だが新たに届く報にはバルドル、トール、フレイ、フレイヤの名前も混じる――敵幹部による総力戦の様相だ。
支部を守るバリアは破壊され、支部への侵入も始まっている。
敵陣営の、更なる援軍の情報もある。
勿論M・Aをはじめとしたインカ支部の面々も負けてはいない。
独特な技術を駆使したセキュリティ装置や発明品を駆使し、敵と交戦中。
あなたたちは支援部隊としてギアナ支部を出発した。
密林を縫うように細く続く道を二台のジープでひた走る。
樹冠は高く鬱蒼と茂り、強い日差しを遮る。
時折、森に棲む獣達の鳴き声が響く。
●戦乙女の襲撃
柏木 信哉は新米エージェントとして支援部隊のジープを運転していた。
未舗装の道路は凹凸だらけで、車はひどく揺れる。水溜りやぬかるみも随所にある。うかうかと何かを喋れば、舌を噛みそうだ。
ふと前方に何かを感じ、速度を緩める。
「何かがおかしい……暗雲と晴天……? 見通しも悪い……」
次の瞬間、光る何かが車体の下部を貫いた。
爆発音にブレーキを踏むが、既にハンドルが効かない。
ぬかるんだ泥の中を車体が激しくスピンし、道路脇の樹木にぶつかってようやく停止する。
後続車は咄嗟に反対側にハンドルを切り、衝突を免れたようだ。
「救済を! ラグナロクこそが新たな世界へと導くのです!」
道の遥か前方で、弓を構えたヴァルキュリアが朗々と謳う。
声色に込められているのは、明らかな敵意。
自分達に従わないものは抹殺する。
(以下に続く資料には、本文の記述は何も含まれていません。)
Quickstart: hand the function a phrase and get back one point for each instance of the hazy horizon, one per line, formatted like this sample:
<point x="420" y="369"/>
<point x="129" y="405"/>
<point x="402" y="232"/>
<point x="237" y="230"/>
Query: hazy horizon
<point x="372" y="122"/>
言外にそう表明している。
「……あの弓で、タイヤを射たのか」
ようやく信哉は、状況を理解する。
速度を落としていなければ、危険な状態だった。
「ヴァルキュリアに襲撃されました! 道を塞がれている! それに……空がおかしい!」
通信機を使って、ギアナ支部に現状を報告する。
あたりには暗雲と晴天、濃霧と強風が入り乱れていた。
しかもそれは、不安定に前触れなく入れ替わる。
車外には、広範囲にぬかるみが発生していた。泥に靴を埋めながら車を調べると、右前輪が完全にパンクしている。しかしエンジンに異常はなく、予備のタイヤに替えれば走行できそうだ。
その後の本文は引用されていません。